Young Minds, Ripe & Absorbent
By Deanna Othman
A comment from my daughter truly got me thinking.
After meeting some of the members of my mother’s interfaith book club, my older daughter came back and told the younger one:
“Did you know Sitty [grandmother] has friends who are not Muslim?”
The younger one innocently replied: “No she doesn’t, everyone is Muslim.”
This dispute got the four-year-old and six-year-old to talking. The four-year-old proclaimed, “Well, then they are kuffar if they’re not Muslim.”
My mother instantly gasped at her deduction. With everyone's full attention suddenly focused on her, she did what any four-year-old might do. She started to cry.
Through her sobs, she explained she was referring to the kuffar at the Prophet Muhammad’s (S) time. “I’m talking about the people who made fun of the Prophet. Like in the surah it says, ‘Wa itha maaru bihim yataghamazun.’ [and when they, the believers, passed them by, they would wink at one another, the guilty beckoned with their eyebrows and eyelids towards the believers in mockery.” She even remembered that this ayah is from Surat al-Mutafiffeen. She went on to cite other examples of kuffar, such as Pharoun, whom she quoted as saying he was Allah, according the Surat al Naziat, “Faqala ana rabbukum al-a’la (Then he proclaimed, ‘I am your Lord, the highest.).”
I mention this anecdote not to praise my daughter’s intelligence, though it’s a fact I can’t hide, but to demonstrate the miracle of the Quran. The fact that a four-year-old who can’t remember to blow her nose on her own can commit an entire juza’a of the Quran to memory is a miracle. An even greater miracle is the fact that not only has she memorized the last juza’a, but she understands the ayaat in context, and can recall them when relevant to a discussion.
Thanks to the blessings of Allah, there are many other young children in our community like her. We are privileged to live in one of the few areas in America where children have multiple venues present for them to develop their skills in reading, memorizing, and understanding the Quran. From the Islamic schools, to our masjid’s programs, to institutions like MAS Quran Blossoms, there are abundant opportunities available. However, it is not only the availability of programs that is significant, but the presence of teachers who not only impart their invaluable knowledge, but their genuine love for the Quran to their students. And often their work is underappreciated.

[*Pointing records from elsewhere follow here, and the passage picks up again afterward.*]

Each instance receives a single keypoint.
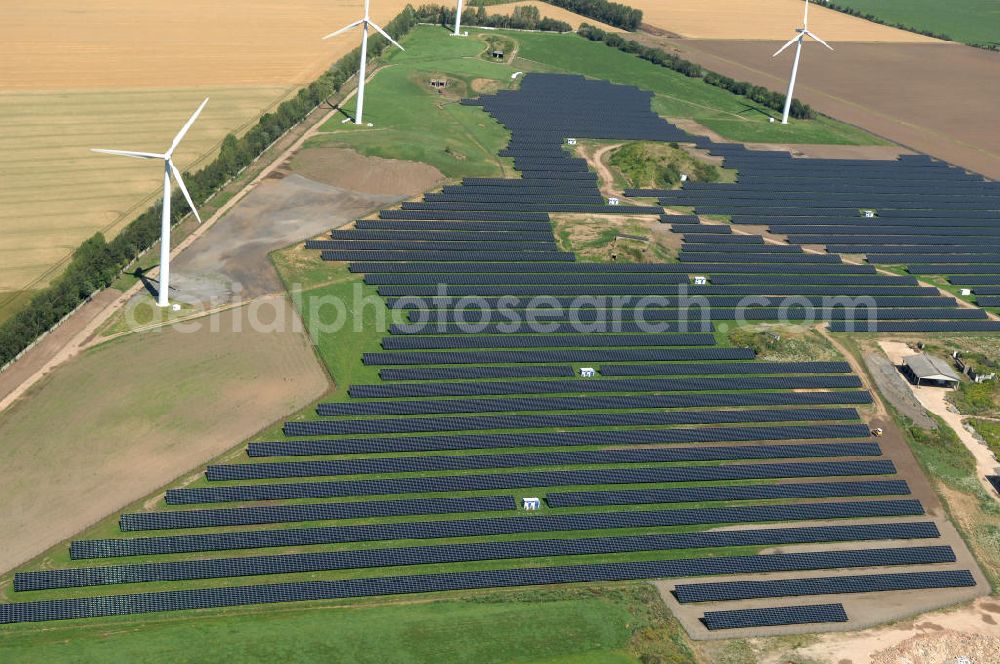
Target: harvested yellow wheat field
(125, 74)
(763, 19)
(551, 11)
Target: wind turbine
(168, 170)
(458, 21)
(803, 32)
(364, 23)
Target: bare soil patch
(347, 169)
(119, 421)
(907, 93)
(36, 358)
(763, 19)
(231, 261)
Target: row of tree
(875, 19)
(612, 13)
(761, 95)
(525, 17)
(96, 263)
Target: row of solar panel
(744, 257)
(652, 320)
(421, 225)
(783, 491)
(942, 238)
(564, 439)
(713, 307)
(729, 368)
(454, 235)
(734, 384)
(463, 462)
(477, 215)
(501, 405)
(861, 224)
(985, 200)
(543, 272)
(579, 279)
(473, 552)
(542, 267)
(314, 590)
(917, 326)
(847, 280)
(525, 480)
(575, 420)
(412, 342)
(467, 208)
(838, 211)
(831, 585)
(244, 516)
(470, 373)
(880, 231)
(774, 616)
(433, 255)
(432, 244)
(943, 268)
(481, 527)
(517, 200)
(549, 356)
(485, 290)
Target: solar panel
(736, 590)
(539, 523)
(494, 481)
(568, 438)
(774, 616)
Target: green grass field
(413, 122)
(969, 21)
(566, 626)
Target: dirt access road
(933, 399)
(907, 93)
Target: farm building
(924, 369)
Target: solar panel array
(806, 614)
(926, 215)
(472, 412)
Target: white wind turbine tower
(803, 32)
(364, 23)
(168, 170)
(458, 21)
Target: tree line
(612, 13)
(759, 94)
(522, 18)
(96, 263)
(992, 46)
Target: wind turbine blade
(180, 183)
(184, 129)
(131, 153)
(386, 35)
(345, 28)
(787, 44)
(819, 40)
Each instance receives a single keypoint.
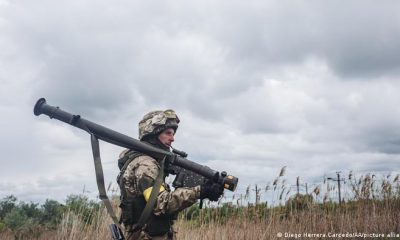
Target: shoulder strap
(100, 179)
(148, 209)
(128, 158)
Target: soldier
(138, 175)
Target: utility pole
(257, 191)
(338, 180)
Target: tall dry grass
(374, 208)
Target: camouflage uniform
(168, 203)
(138, 177)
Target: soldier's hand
(211, 190)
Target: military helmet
(155, 122)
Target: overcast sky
(311, 85)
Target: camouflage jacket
(137, 181)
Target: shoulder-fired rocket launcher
(108, 135)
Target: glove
(211, 190)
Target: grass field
(372, 212)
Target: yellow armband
(147, 192)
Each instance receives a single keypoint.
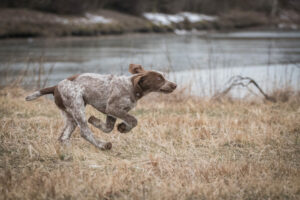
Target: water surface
(190, 54)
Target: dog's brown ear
(135, 69)
(138, 91)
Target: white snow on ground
(87, 19)
(168, 19)
(97, 19)
(205, 82)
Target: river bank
(31, 23)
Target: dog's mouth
(166, 90)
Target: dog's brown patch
(57, 96)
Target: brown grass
(182, 148)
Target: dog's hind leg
(69, 127)
(78, 113)
(105, 127)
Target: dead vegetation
(182, 148)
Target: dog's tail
(37, 94)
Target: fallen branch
(244, 82)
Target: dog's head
(145, 82)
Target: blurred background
(201, 44)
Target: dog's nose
(173, 86)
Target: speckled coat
(109, 94)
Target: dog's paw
(93, 120)
(122, 128)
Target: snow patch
(168, 19)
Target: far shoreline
(24, 24)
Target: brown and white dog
(109, 94)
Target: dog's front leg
(105, 127)
(129, 121)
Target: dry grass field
(182, 148)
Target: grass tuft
(182, 148)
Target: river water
(203, 61)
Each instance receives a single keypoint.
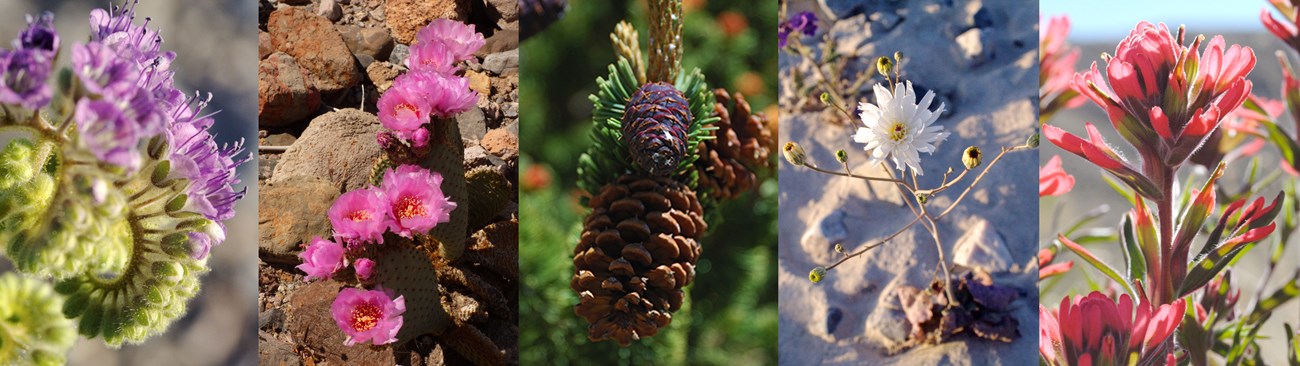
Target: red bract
(1056, 66)
(1053, 181)
(1162, 97)
(1096, 330)
(1287, 30)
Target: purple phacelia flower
(360, 216)
(415, 200)
(117, 26)
(24, 74)
(802, 22)
(102, 70)
(196, 157)
(113, 127)
(40, 34)
(321, 258)
(442, 43)
(369, 316)
(364, 268)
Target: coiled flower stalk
(111, 184)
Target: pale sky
(1106, 20)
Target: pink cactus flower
(404, 108)
(1053, 181)
(360, 216)
(459, 40)
(447, 95)
(364, 268)
(1096, 330)
(321, 258)
(369, 316)
(415, 200)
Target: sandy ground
(1090, 191)
(991, 105)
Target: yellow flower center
(408, 207)
(359, 216)
(898, 131)
(365, 317)
(408, 108)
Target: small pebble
(832, 319)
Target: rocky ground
(324, 64)
(979, 57)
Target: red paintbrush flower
(1162, 97)
(1096, 330)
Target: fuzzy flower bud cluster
(112, 184)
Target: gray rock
(310, 322)
(501, 40)
(887, 325)
(472, 125)
(338, 147)
(280, 140)
(330, 11)
(506, 9)
(399, 53)
(832, 319)
(501, 61)
(982, 248)
(476, 156)
(373, 42)
(293, 212)
(971, 44)
(272, 351)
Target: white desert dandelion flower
(897, 127)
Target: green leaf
(1132, 252)
(1281, 296)
(1097, 264)
(1286, 146)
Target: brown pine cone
(637, 251)
(727, 162)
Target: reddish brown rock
(382, 74)
(502, 143)
(264, 47)
(317, 46)
(310, 322)
(285, 91)
(406, 17)
(293, 212)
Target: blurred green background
(731, 314)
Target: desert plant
(111, 187)
(1175, 105)
(896, 130)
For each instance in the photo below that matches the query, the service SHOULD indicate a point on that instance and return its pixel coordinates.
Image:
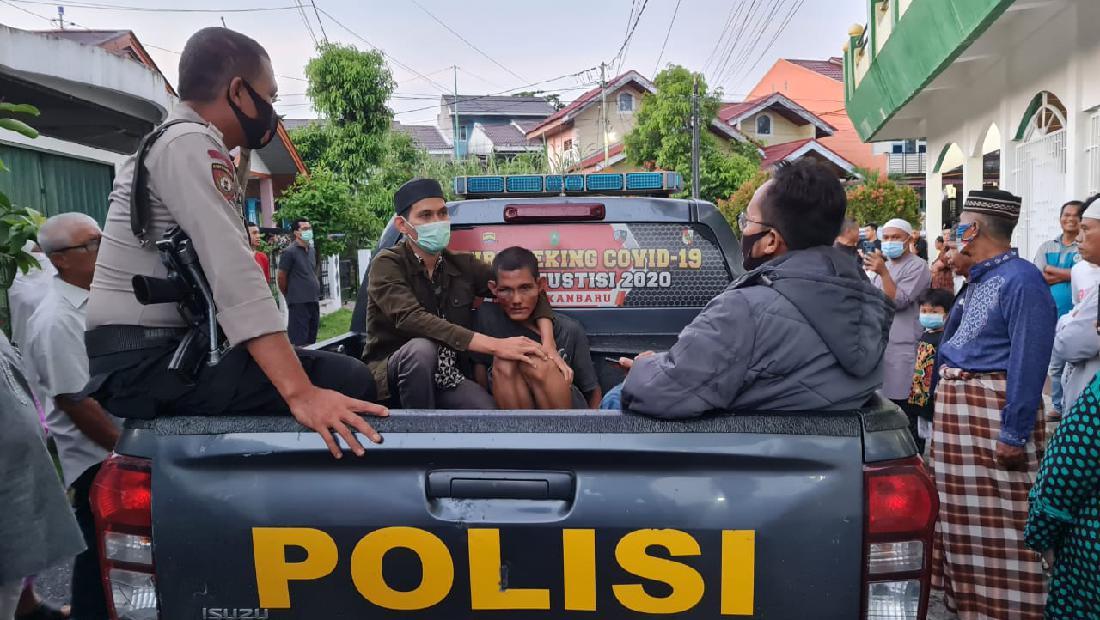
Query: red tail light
(901, 508)
(550, 212)
(122, 501)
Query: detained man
(803, 330)
(517, 286)
(988, 433)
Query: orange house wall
(825, 98)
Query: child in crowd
(935, 303)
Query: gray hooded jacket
(805, 332)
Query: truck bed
(552, 515)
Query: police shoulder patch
(221, 169)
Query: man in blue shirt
(987, 434)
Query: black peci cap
(415, 191)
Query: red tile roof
(594, 159)
(832, 68)
(777, 153)
(589, 96)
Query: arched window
(1046, 114)
(763, 124)
(626, 102)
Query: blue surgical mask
(435, 236)
(932, 320)
(893, 248)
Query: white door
(1041, 181)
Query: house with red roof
(817, 87)
(784, 131)
(572, 136)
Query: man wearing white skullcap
(903, 277)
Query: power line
(525, 87)
(318, 15)
(463, 40)
(305, 20)
(620, 56)
(378, 50)
(790, 15)
(735, 41)
(103, 7)
(667, 33)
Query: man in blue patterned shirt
(988, 433)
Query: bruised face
(517, 291)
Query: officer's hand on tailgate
(325, 410)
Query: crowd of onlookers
(828, 313)
(969, 344)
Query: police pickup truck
(535, 515)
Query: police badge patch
(221, 169)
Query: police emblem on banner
(221, 169)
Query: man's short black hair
(1078, 203)
(999, 229)
(936, 297)
(212, 57)
(514, 258)
(805, 202)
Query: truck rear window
(612, 265)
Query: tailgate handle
(465, 484)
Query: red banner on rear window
(601, 265)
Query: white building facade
(980, 76)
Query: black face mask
(747, 259)
(257, 132)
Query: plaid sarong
(979, 556)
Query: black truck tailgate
(508, 516)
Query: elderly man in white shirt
(55, 356)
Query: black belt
(107, 340)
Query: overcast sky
(521, 42)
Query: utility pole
(603, 109)
(694, 139)
(455, 114)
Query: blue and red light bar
(602, 184)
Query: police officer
(187, 179)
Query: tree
(662, 137)
(18, 224)
(878, 199)
(350, 89)
(739, 201)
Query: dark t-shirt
(568, 334)
(301, 283)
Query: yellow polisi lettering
(274, 573)
(486, 588)
(580, 566)
(685, 582)
(738, 568)
(438, 569)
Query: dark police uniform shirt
(301, 283)
(568, 334)
(404, 302)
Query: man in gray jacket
(803, 330)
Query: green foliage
(739, 201)
(18, 224)
(878, 199)
(661, 136)
(332, 207)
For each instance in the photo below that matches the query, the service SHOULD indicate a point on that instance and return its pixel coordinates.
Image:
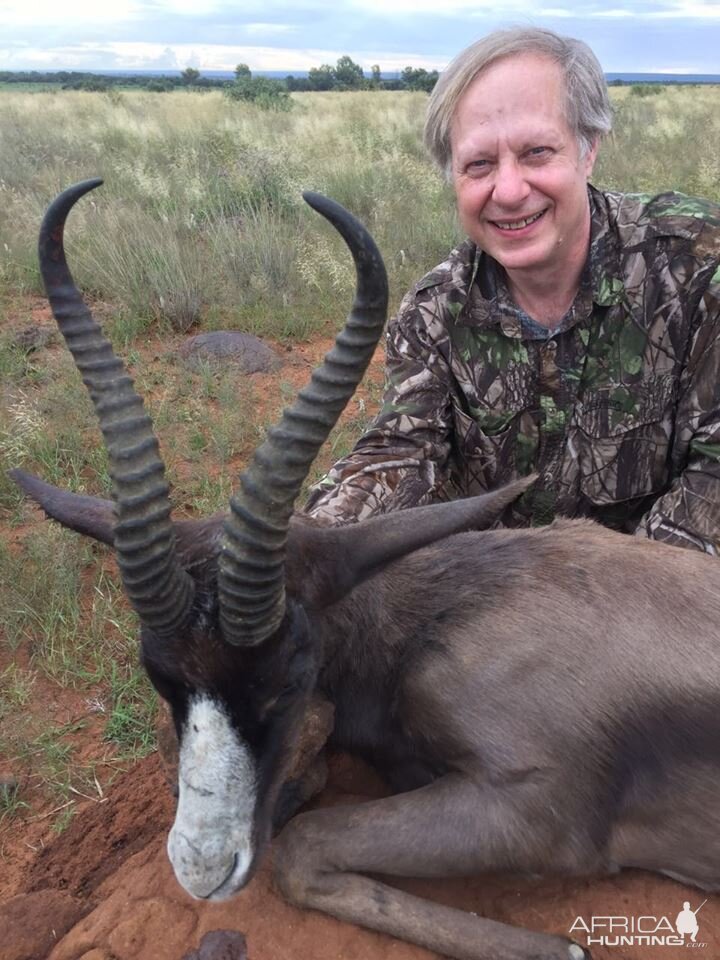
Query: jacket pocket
(486, 448)
(622, 440)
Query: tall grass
(201, 214)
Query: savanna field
(200, 226)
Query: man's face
(519, 179)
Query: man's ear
(590, 157)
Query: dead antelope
(540, 700)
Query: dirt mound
(96, 843)
(112, 861)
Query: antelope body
(539, 700)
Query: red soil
(104, 890)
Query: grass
(201, 225)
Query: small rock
(220, 945)
(251, 354)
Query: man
(575, 334)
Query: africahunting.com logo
(645, 931)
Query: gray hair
(588, 109)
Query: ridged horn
(251, 575)
(158, 588)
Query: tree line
(345, 75)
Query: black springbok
(540, 700)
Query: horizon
(677, 37)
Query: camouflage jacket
(617, 409)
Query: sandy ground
(104, 890)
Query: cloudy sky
(678, 36)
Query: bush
(646, 89)
(265, 93)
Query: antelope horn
(251, 578)
(159, 589)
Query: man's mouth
(517, 224)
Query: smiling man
(575, 333)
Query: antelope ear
(90, 516)
(325, 563)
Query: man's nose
(510, 188)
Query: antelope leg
(437, 831)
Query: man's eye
(477, 166)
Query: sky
(667, 36)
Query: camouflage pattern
(617, 409)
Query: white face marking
(210, 844)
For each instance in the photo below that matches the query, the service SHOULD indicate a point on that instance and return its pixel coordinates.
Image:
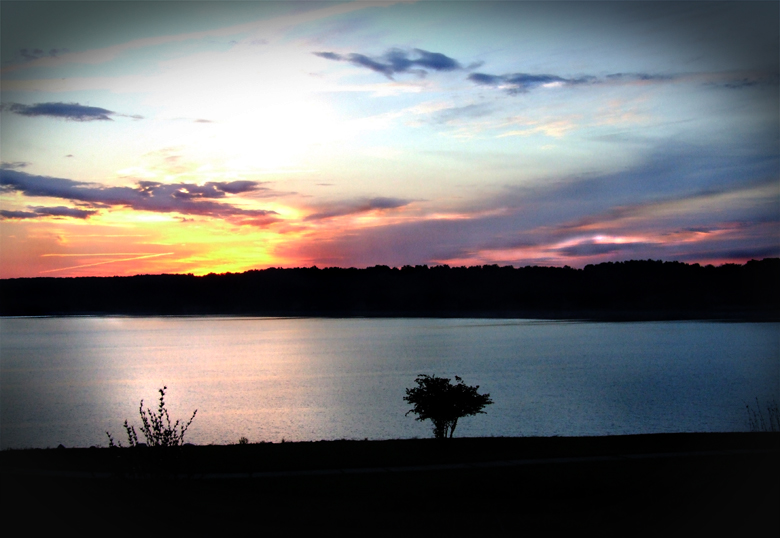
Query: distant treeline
(623, 290)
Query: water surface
(68, 380)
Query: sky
(200, 137)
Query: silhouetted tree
(437, 399)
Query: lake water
(68, 380)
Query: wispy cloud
(58, 211)
(396, 61)
(353, 207)
(521, 83)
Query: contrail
(110, 261)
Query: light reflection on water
(68, 380)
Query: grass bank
(644, 485)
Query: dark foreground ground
(645, 485)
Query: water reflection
(67, 380)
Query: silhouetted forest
(623, 290)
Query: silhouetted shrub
(437, 399)
(160, 456)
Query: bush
(162, 456)
(157, 428)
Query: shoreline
(610, 488)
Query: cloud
(396, 61)
(58, 211)
(13, 165)
(68, 111)
(358, 206)
(29, 55)
(182, 198)
(517, 83)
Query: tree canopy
(438, 400)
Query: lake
(69, 380)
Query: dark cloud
(68, 111)
(183, 198)
(13, 165)
(29, 55)
(591, 248)
(396, 61)
(358, 206)
(58, 211)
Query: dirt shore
(718, 484)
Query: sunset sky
(198, 137)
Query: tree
(437, 399)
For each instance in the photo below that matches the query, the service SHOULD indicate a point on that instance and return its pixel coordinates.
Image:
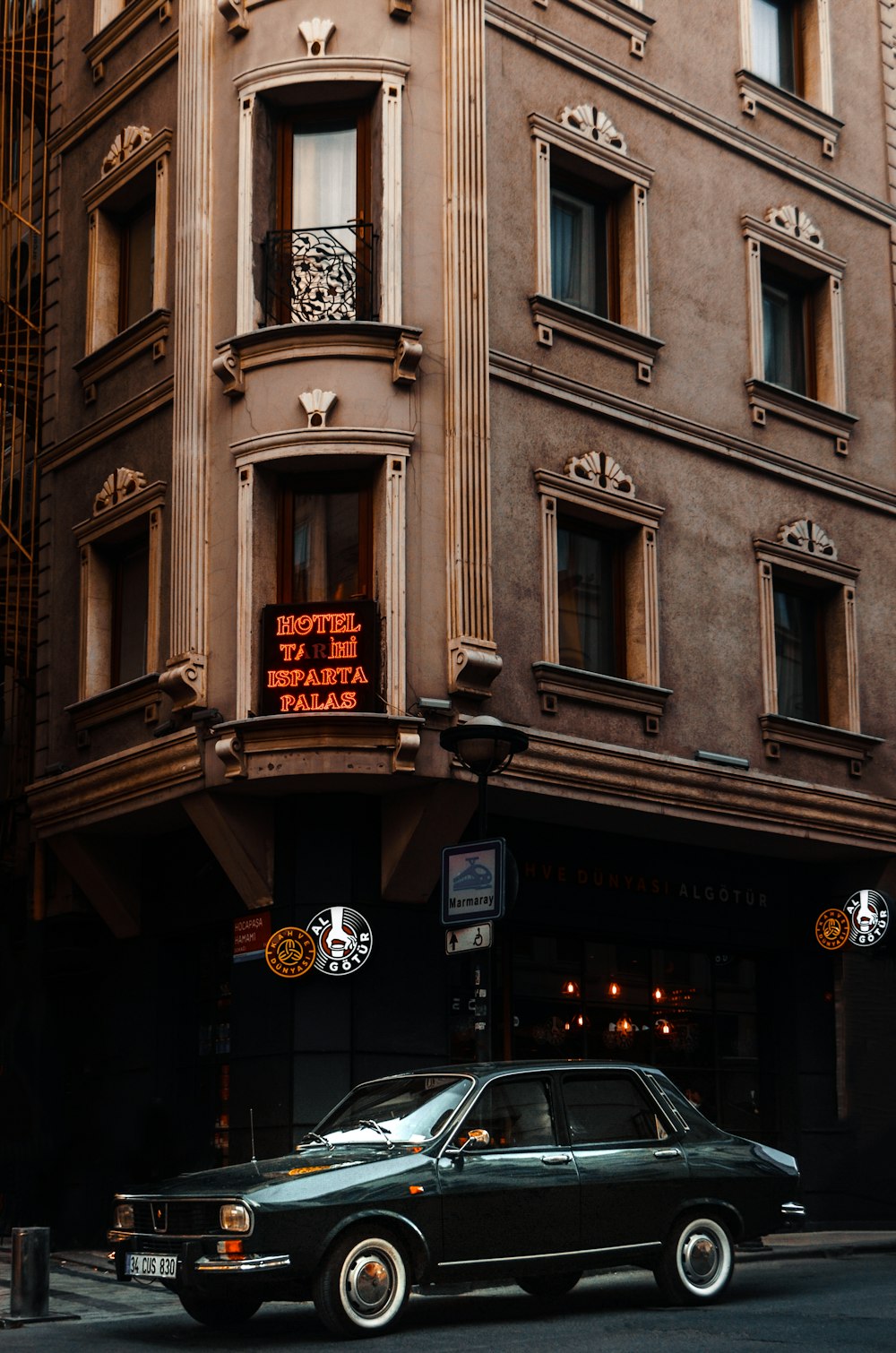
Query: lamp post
(485, 747)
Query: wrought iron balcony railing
(325, 272)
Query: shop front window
(691, 1013)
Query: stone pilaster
(185, 678)
(472, 657)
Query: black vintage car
(516, 1172)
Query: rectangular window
(787, 332)
(121, 585)
(137, 251)
(583, 248)
(776, 49)
(609, 1108)
(320, 262)
(127, 251)
(325, 541)
(590, 599)
(129, 570)
(798, 649)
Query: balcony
(318, 275)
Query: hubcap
(700, 1259)
(370, 1284)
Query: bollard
(30, 1292)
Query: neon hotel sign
(320, 658)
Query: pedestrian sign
(467, 939)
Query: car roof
(482, 1071)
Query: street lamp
(485, 747)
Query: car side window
(609, 1108)
(513, 1114)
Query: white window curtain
(323, 177)
(573, 251)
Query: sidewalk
(82, 1281)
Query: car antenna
(252, 1135)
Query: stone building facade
(410, 360)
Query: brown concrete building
(410, 360)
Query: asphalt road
(824, 1305)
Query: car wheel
(218, 1313)
(363, 1283)
(548, 1287)
(696, 1263)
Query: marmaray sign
(320, 658)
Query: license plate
(151, 1265)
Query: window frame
(788, 244)
(345, 452)
(803, 556)
(116, 22)
(130, 177)
(811, 106)
(586, 146)
(126, 511)
(614, 541)
(670, 1132)
(280, 88)
(339, 116)
(594, 488)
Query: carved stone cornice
(110, 425)
(185, 676)
(639, 780)
(185, 679)
(149, 332)
(124, 90)
(556, 682)
(339, 340)
(137, 779)
(278, 748)
(118, 30)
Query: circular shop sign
(869, 918)
(342, 939)
(290, 952)
(832, 928)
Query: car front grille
(179, 1217)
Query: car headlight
(124, 1217)
(235, 1217)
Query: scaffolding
(24, 99)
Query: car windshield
(409, 1108)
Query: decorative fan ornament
(599, 469)
(795, 223)
(807, 536)
(593, 124)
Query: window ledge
(118, 30)
(550, 315)
(616, 13)
(757, 92)
(554, 682)
(787, 403)
(302, 745)
(779, 731)
(151, 332)
(140, 694)
(398, 344)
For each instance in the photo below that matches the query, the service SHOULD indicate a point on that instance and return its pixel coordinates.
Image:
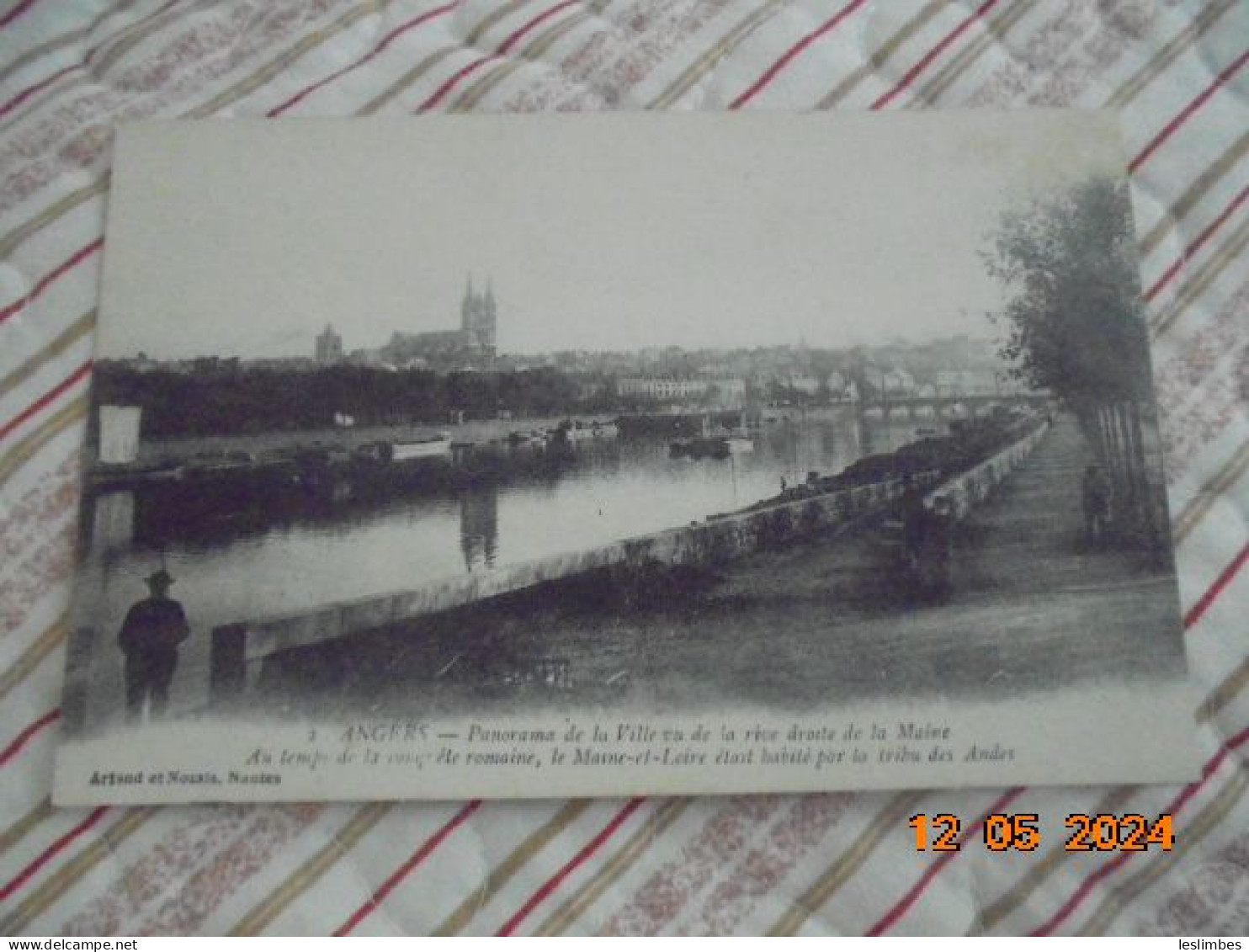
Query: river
(237, 556)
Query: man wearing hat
(149, 639)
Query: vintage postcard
(525, 456)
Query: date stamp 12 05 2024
(1084, 832)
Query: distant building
(722, 391)
(329, 346)
(475, 343)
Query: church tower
(479, 319)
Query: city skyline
(849, 239)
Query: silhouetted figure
(149, 639)
(1096, 498)
(915, 521)
(927, 540)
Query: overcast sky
(598, 231)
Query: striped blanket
(830, 864)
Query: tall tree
(1074, 317)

As parents, it is our duty to take advantage of our children’s ripe young minds, which are ready to absorb whatever information we choose to fill them with. They learn and memorize at speeds adults can only dream of, and do so without the complaining characteristic of older children. As the summer slowly ebbs away, we should all endeavor to help our children grow, and at least retain whatever information they have already learned. Take advantage of your time for further progression, rather than regression.